The Antigo Red Robins baseball program has enjoyed a long stretch of success, but will now move forward with a new varsity head coach.
Scott Farmer, who has served two stints as the Robins’ head man, highlighted by winning the school’s only state championship in 2019, has stepped down from both the team and the school district.
Farmer confirmed late Tuesday that he has accepted the athletic director position with the New Richmond School District, beginning with the 2020-21 school year.
For Farmer, it’s the culmination of a career in education and athletics and it comes at a perfect time for him, as the pieces simply fell in place.
“Something I’ve always wanted to do is be an athletic director,” Farmer said. “The opportunity came about and it was just too good to pass up. As hard as it is to leave, I enjoyed my time working here, I loved teaching at all three levels, but when this job opened up it was almost too good to be true.”
On a family level, the timing worked out well, with both of his sons now graduated and playing or preparing to compete in collegiate sports, with Wade on the UW-Whitewater baseball roster, and Brett preparing to swim for UW-Eau Claire.
“We’ve been talking about this, but the search took us farther than what we thought,” Farmer noted. “We will be close to Brett, so it will be fun to watch him swim.”
Farmer leaves a lasting legacy on Antigo baseball, with his most recent tenure beginning with his hiring following the 2015 season, and running through last season’s WIAA Division Two state title.
Farmer’s won-loss record during that stint was an impressive 85-18, good for a winning percentage of .825. He led the Robins to three straight Great Northern Conference championships, with that streak ironically ending in 2019, the year in which his team capped off the year with a state title.
He was then named the National Federation of High Schools Wisconsin Coach of the Year.
Farmer’s conference mark was equally impressive at 44-4.
He also served as head coach from 1999-2005, stepping down when a family member became ill. He later returned to serve as an assistant coach under both Bill Greening and Dan Bastle, moving back to the helm when the job opened up again in 2015.
All-in-all, Farmer has spent 24 years in the Antigo school district, serving in various capacities. He worked at West Elementary School for 15 of those years, served in both the High School and Middle School’s physical education departments for six years and spent another three serving as an elementary principal.
His challenge in New Richmond, a district just 50 miles east of the Twin Cities, will be maintaining what has become a perennial sports power.
In fact, during this past school year, the Tigers claimed Middle Border Conference championships in football, boys basketball, boys soccer, boys cross country and girls golf. The boys soccer and cross country teams both advanced to the state level.

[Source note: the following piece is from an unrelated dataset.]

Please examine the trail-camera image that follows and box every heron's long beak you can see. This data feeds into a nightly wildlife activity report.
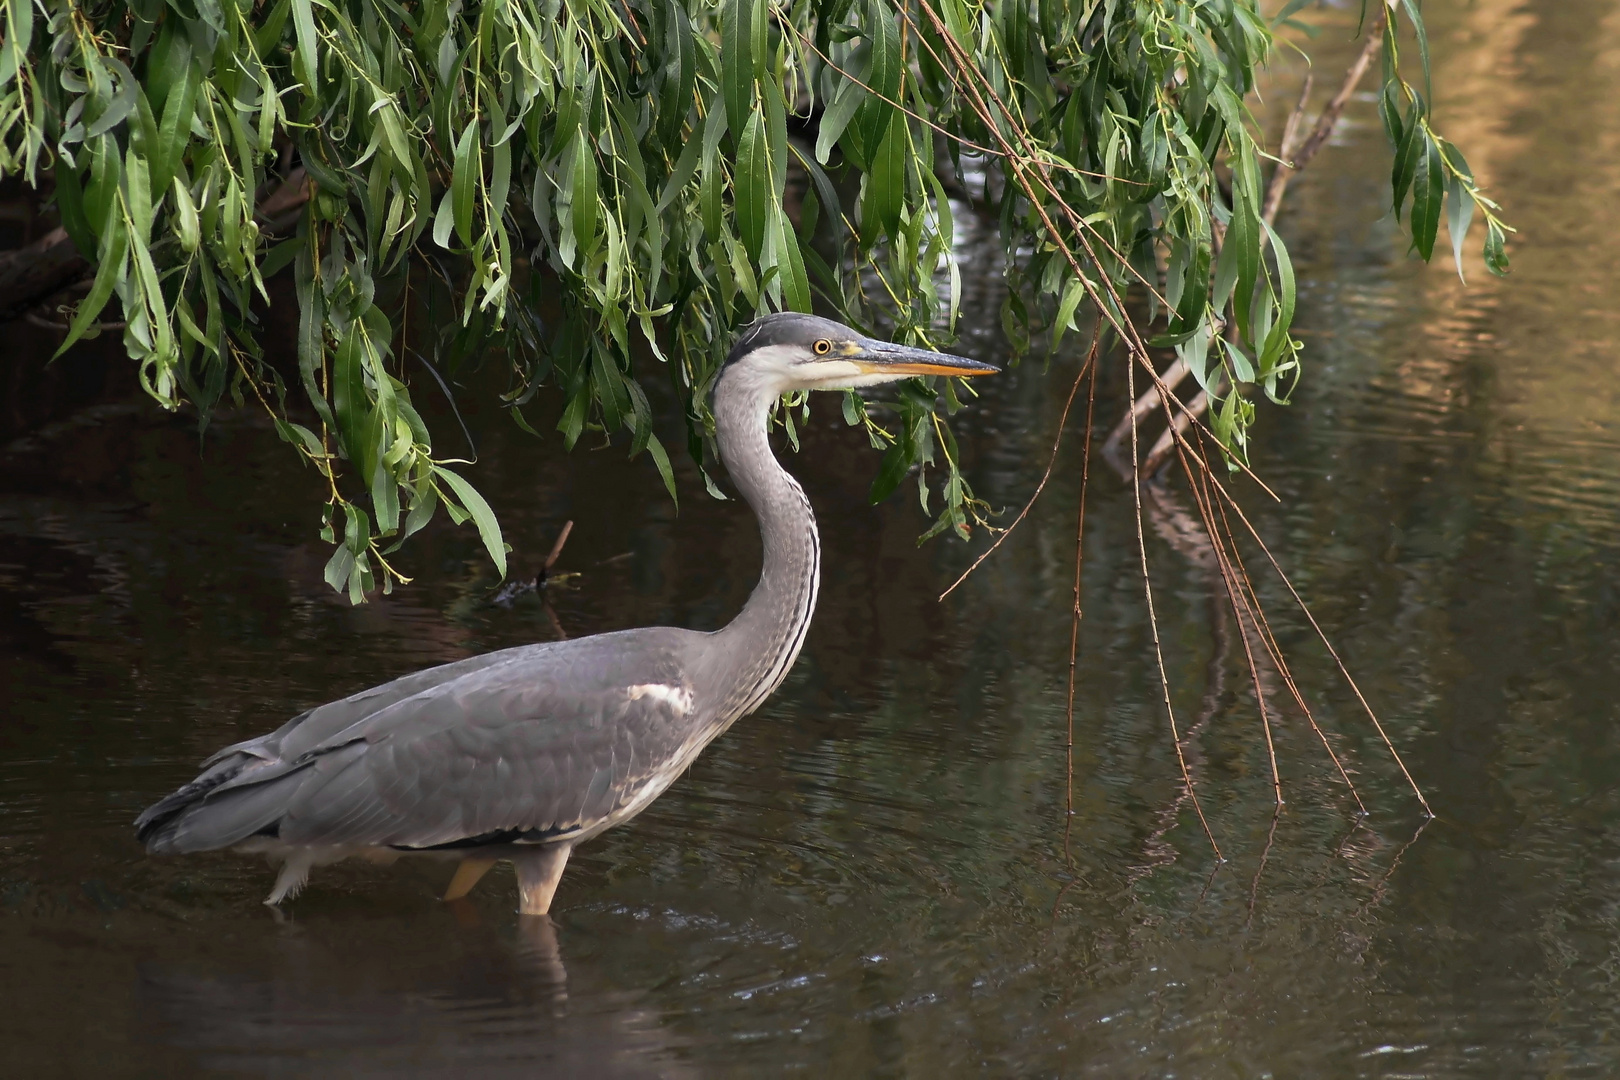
[848,339,999,378]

The girls basketball, girls tennis and boys hockey teams were solid as well, both placing second in the Middle Border. New Richmond and Antigo have been regular opponents in boys hockey, with the Tigers winning a tight 5-4 game in February in Antigo.

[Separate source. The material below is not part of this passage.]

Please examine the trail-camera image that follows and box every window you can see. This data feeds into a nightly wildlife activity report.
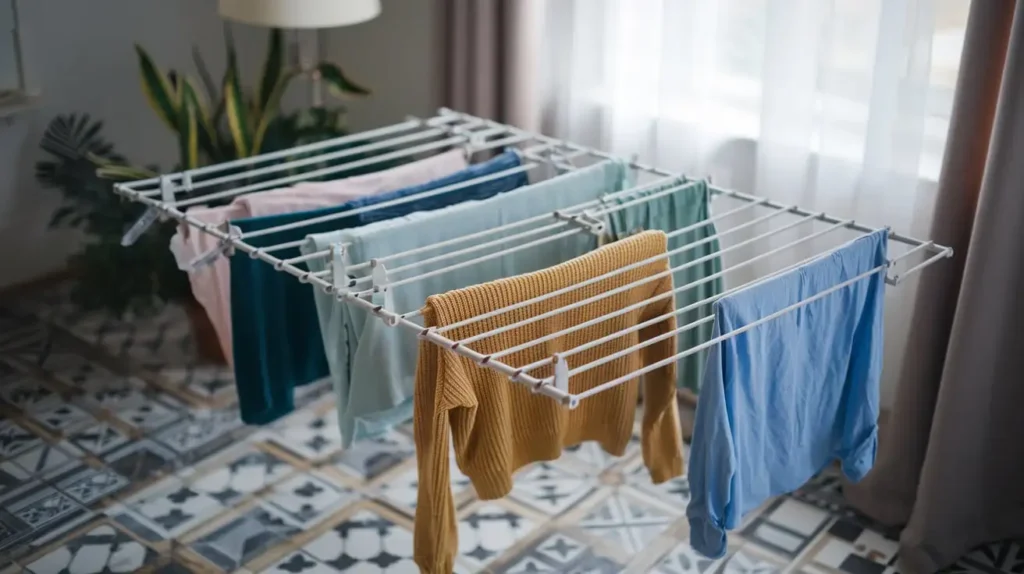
[543,0,971,181]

The most recent spring season in 2019 saw the baseball team and girls soccer teams win conference championships, with the baseball team advancing to the sectional level, just missing out on a matchup with the eventual champion Red Robins.
“They have been doing what we’ve been doing in Antigo,” Farmer explained. “Hopefully I can continue to march them through it, I’ve got some big shoes to fill.”
New Richmond is a town and school district very similar to Antigo in both population and enrollment.
“It was a little eerie when we got over there and took a look around town,” Farmer added.
That similarity will soon change however, as the area continues to grow, with the most recent numbers pushing enrollment above 900 and climbing.
That growth means new challenges for the sports program, which has plans for a move to face tougher competition in the Big Rivers Conference in two years, which includes powerhouse schools from the Eau Claire area.
Another challenge is the unknown, with schools and athletes sidelined due to the COVID-19 crisis. Those limitations kept Farmer from telling his players of his decision in person, instead having to do so via a text message.
“I just told them what an honor it was to work with them and we’ll always be connected because of the last year,” He said. “They need to just keep doing what they’re doing, if the young players stick with it and keep working hard they will be just fine.”
Regardless of the future, he leaves the Antigo baseball program as a whole, in terrific shape.
“I can’t say enough about the coaching staff I’ve been able to work with,” he added. “Plus all the people at the younger levels, John Reetz, Jason Hilger, Scott Walbeck, Chris Knapkavage, guys that have kept things moving, the children involved, kept the enjoyment level up, we’ve still got a lot and we should be pretty strong with the players we have coming up.”
As far as what Farmer takes with him, there are plenty of memories on the diamond, even outside of winning state.
“Just the players I’ve worked with, it’s been a joy,” he said. “I’ve got all sorts of stories, like when I let Mike Van Ooyen pinch-hit when he was injured and he hits a grand slam to win against Rapids, Nate Mantor throwing a no-hitter against Marshfield, last year’s combined no-hitters with Brady Renfro and Eli Fleischman, not to mention getting a chance to coach my son Wade, but 24 years, it’s a lot to leave behind.”
And for the Red Robins it’s a lot to miss, but a lot of great things to remember.